In the literature, reports of endocrine disorders associated with SCFE exist with hypothyroidism predominating.1 Other endocrine disorders that have been associated with SCFE include growth hormone deficiency, hyperparathyroidism, panhypopituitarism, hypogonadism, gigantism and renal osteodystrophy.7-11 In sharp contrast, there is hardly any case report of the association of Graves’ disease with SCFE. The mechanisms by which endocrine disorders cause SCFE are poorly understood. In general, it is agreed that SCFE is a disorder occurring during puberty, where the increasing biomechanical load due to accelerated growth (pubertal growth spurt) in conjunction with a relative weakening of the growth plate leads to a displacement of the epiphysis from the metaphysis.6 Several reasons have been postulated to explain the weakened growth plate. During normal puberty there is accelerated growth and the growth plate becomes more vertically oriented, resulting in conversion of mechanical forces from compression into shear forces.2 In addition, the hypertrophic zone becomes elongated in pubertal adolescents due to high levels of circulating hormones. The resultant widening of the growth plate decreases the threshold for mechanical failure and slip.2 Hyperthyroidism is known to cause an increase in growth rate.12 With regard to our patient, rapid growth due to pubertal growth spurt coupled with the contribution to growth by hyperthyroidism due to Graves’ disease may have jointly weakened the physis (growth plate), resulting in SCFE. The study by Aronson et al, demonstrated that physeal strength is decreased by testosterone whereas it is increased by oestrogen,10 accounting for the higher frequency of SCFE in males. The index patient is a boy, therefore testosterone may also have contributed to decreasing physeal strength, leading to slippage of the femoral epiphysis.

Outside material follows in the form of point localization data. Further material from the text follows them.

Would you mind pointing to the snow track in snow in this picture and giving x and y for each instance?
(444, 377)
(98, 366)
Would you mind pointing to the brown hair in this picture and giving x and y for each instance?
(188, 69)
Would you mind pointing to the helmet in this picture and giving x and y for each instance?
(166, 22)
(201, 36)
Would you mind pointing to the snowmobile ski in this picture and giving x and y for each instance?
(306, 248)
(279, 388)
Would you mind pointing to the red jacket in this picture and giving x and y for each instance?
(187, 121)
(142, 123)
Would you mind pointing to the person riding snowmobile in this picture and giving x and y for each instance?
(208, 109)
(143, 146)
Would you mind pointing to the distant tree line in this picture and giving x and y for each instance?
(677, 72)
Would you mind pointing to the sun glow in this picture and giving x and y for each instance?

The clinical characteristics of the index case need to be considered. Our patient was 12 years old and this corresponds to early adolescent stage. SCFE is known to affect children in early adolescent stage and typically, 10-15 years of age.1 In boys, the mean age of presentation is 13.5±1.7 years10 and this agrees the age of presentation in our patient. The duration of symptoms (limping and hip pain for 3 months) in our patient classified him as having chronic SCFE.1 Chronic slips account 80% of all cases of SCFE.11 Based on stability classification, the index case had stable SCFE. This finding is not surprising as 90% of cases of SCFE are known to have stable SCFE.1 Although our patient’s weight status (BMI < 5th percentile for age and sex) was low, his height was greater than the 97th percentile for age and sex. This finding is in agreement with the results of several reports.8,9 The body shape of our patient can be described as thin and tall - a factor commonly present in cases of SCFE associated with endocrinopathies.7-9 It appears that height is more strongly related to SCFE associated with endocrine disorders than it is related to SCFE associated with overweight/obesity. This view is supported by the findings of another study.20 In that study, the authors stated that height might be useful in distinguishing between typical (idiopathic) and atypical SCFE.

In conclusion, SCFE should always be considered in the differential diagnosis of any adolescent presenting with limping and/or hip pain, irrespective of the weight status of the patient, particularly in the presence of an endocrine disorder.



Conflict of interest

The authors declare no conflicts of interest.